Portugal vê apoio maioritário a fundo soberano para investir em setores estratégicos
Apoio ao fundo soberano

A proposta do Governo para criar um fundo soberano junto do IGCP está a recolher apoio maioritário entre os leitores consultados pelo Negócios. A iniciativa aponta para futuras participações do Estado em áreas como energia, banca, comunicações e infraestruturas aeroportuárias, com foco na autonomia e resiliência do país.

Destaques

  • 58% dos 206 participantes na consulta do Negócios apoiam a criação do fundo soberano anunciado pelo primeiro-ministro Luís Montenegro.
  • O fundo soberano de Portugal será criado junto do IGCP, visando participações acionistas em setores estratégicos como energia, banca e infraestruturas.
  • O fundo irá agregar participações já detidas pelo Estado e futuras tomadas como estratégicas, com foco em retorno financeiro relevante.

Apoio dos leitores e âmbito do fundo

Como noticiou o Negócios, a maioria dos participantes numa consulta lançada no canal de WhatsApp do jornal concorda com a criação do fundo soberano anunciado pelo primeiro-ministro.

Entre 206 respostas recolhidas, 58% mostram-se favoráveis à medida. Cerca de 30% recebem negativamente o anúncio de Luís Montenegro, enquanto os restantes inquiridos dizem não ter ainda uma opinião formada sobre o tema.
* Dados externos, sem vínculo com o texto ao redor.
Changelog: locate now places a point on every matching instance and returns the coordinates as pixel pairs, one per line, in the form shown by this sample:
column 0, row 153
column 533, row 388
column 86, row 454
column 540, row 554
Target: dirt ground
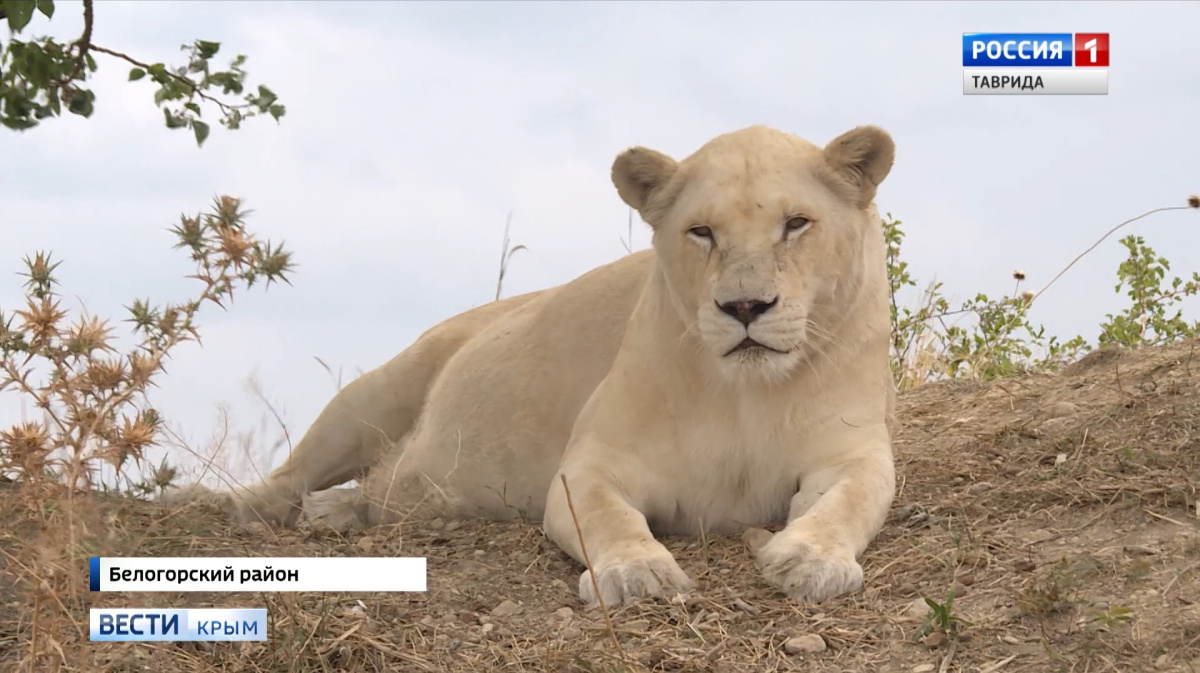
column 1061, row 509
O primeiro-ministro indicou que o fundo soberano de Portugal será criado junto do IGCP e funcionará como instrumento de autonomia e de intervenção do Estado em setores estratégicos. Segundo Luís Montenegro, o objetivo passa por assegurar participações acionistas relevantes em empresas consideradas estratégicas para o país e para a sua resiliência.

Energia, banca e infraestruturas no radar

Na explicação do alcance do projeto, Montenegro refere que as participações podem abranger áreas como a energia, sem excluir a banca, as comunicações ou a gestão das infraestruturas aeroportuárias, caso os concessionários não cumpram as suas obrigações.

O fundo deverá também agregar participações já detidas pelo Estado e outras que venham a ser consideradas estratégicas, incluindo posições vistas como relevantes do ponto de vista do retorno financeiro. O resultado da consulta sugere, assim, uma receção globalmente positiva a uma maior presença pública em empresas de setores sensíveis da economia portuguesa.

Na nossa publicação anterior sobre a revisão em alta das necessidades de financiamento do Estado para 2026, explicámos que o IGCP elevou o valor para 15 mil milhões de euros e manteve as obrigações e os bilhetes do Tesouro como pilares do plano. Também salientámos que a execução das emissões estava adiantada face ao objetivo anual, sinalizando maior pressão de financiamento, embora com gestão flexível do calendário conforme as condições de mercado.